Substances of particular importance for the human body
Just as the young sprout needs substances in bio-available form, so does the human body. The substances in the bean sprout, play an important role in the human body as well.
Let's list below some of the most important substances found in bean sprout:
Free amino acids - arginine, aspartic acid, glutamic acid, isoleucine, leucine, lysine, phenylalanine and valine.
Numerous other amino acids are also present, although in smaller quantities.
Mung bean sprouts contain vitamins B1, B2, and B3, folic acid, C and E.
Sprouts are an excellent source of bio-available minerals and trace elements. Trace elements are present in a low concentration but play a crucial role with vitamins in enzyme functioning.
From sprouts to dehydrated concentrate
Sprouts are prepared from dry bean by soaking them in water. After draining off the water, the soaked beans are placed in a container in the dark for 2 to 7 days. A pound of dry beans yield 6 to 8 pounds of sprout with high water content (95%).

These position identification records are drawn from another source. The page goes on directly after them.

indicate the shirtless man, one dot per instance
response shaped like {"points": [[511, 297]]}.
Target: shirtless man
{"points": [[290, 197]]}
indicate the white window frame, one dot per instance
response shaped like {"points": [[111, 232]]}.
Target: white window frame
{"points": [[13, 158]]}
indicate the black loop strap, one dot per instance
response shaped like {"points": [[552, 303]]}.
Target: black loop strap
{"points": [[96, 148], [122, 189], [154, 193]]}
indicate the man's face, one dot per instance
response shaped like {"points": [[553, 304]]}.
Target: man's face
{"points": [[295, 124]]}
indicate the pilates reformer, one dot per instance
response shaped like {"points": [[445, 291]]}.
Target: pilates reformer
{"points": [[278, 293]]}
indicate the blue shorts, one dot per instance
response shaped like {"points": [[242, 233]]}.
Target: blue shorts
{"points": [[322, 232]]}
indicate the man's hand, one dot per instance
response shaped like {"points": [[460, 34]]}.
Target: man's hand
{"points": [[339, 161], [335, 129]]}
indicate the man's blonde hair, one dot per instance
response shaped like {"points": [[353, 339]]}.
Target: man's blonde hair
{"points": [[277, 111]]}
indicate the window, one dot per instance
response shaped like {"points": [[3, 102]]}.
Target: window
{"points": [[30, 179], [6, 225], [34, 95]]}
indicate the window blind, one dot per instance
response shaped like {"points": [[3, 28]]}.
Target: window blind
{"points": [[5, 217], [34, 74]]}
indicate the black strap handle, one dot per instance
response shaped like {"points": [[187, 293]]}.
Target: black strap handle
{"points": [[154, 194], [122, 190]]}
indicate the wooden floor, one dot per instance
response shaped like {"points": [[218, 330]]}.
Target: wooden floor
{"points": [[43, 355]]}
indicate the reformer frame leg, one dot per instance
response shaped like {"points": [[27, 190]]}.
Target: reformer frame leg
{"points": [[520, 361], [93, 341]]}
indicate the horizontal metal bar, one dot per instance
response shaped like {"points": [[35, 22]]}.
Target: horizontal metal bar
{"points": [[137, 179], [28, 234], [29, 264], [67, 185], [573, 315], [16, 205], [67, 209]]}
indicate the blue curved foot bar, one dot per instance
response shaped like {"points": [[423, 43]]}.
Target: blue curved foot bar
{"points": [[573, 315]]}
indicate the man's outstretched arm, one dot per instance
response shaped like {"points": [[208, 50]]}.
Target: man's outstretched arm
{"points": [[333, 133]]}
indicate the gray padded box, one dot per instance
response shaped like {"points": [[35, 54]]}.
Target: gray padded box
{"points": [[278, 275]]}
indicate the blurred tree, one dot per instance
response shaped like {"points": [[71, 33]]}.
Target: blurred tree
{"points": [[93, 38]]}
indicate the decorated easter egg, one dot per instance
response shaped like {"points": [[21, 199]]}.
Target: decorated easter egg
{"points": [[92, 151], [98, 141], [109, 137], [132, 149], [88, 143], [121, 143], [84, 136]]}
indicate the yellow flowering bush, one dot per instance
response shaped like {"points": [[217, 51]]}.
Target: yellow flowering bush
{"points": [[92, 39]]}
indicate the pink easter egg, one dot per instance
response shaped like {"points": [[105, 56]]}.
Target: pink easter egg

The resulting thick white fibers are dehydrated until humidity is less than 5%. The product is then milled to a fine powder.
While mung bean sprout would normally have a high bacterial count (several million), a special process ensures a low content of bacteria.
Recently, clinical investigations have led to the conclusion that heart and coronary diseases can be related to low fiber consumption. A high cholesterol level, a major cause of these diseases, occurs mainly due to unbalanced nutrition with low fiber content. In human blood, cholesterol is an essential constituent, a natural precursor for male and female hormones such as testosterone and estrogen. When the concentration of cholesterol rises too high, it causes arteriosclerosis or clogging the arteries.
Fibers, particularly oat fibers, act very positively on blood cholesterol. The consumption of oats decreases low density and increases the high density lipoprotein in the blood. It is a matter of fact low density cholesterol precipitates on the artery walls and high density cholesterol dissolves it. Most clinical studies confirm the cholesterol lowering effects of oat fiber, particularly its soluble fraction the beta-glucan.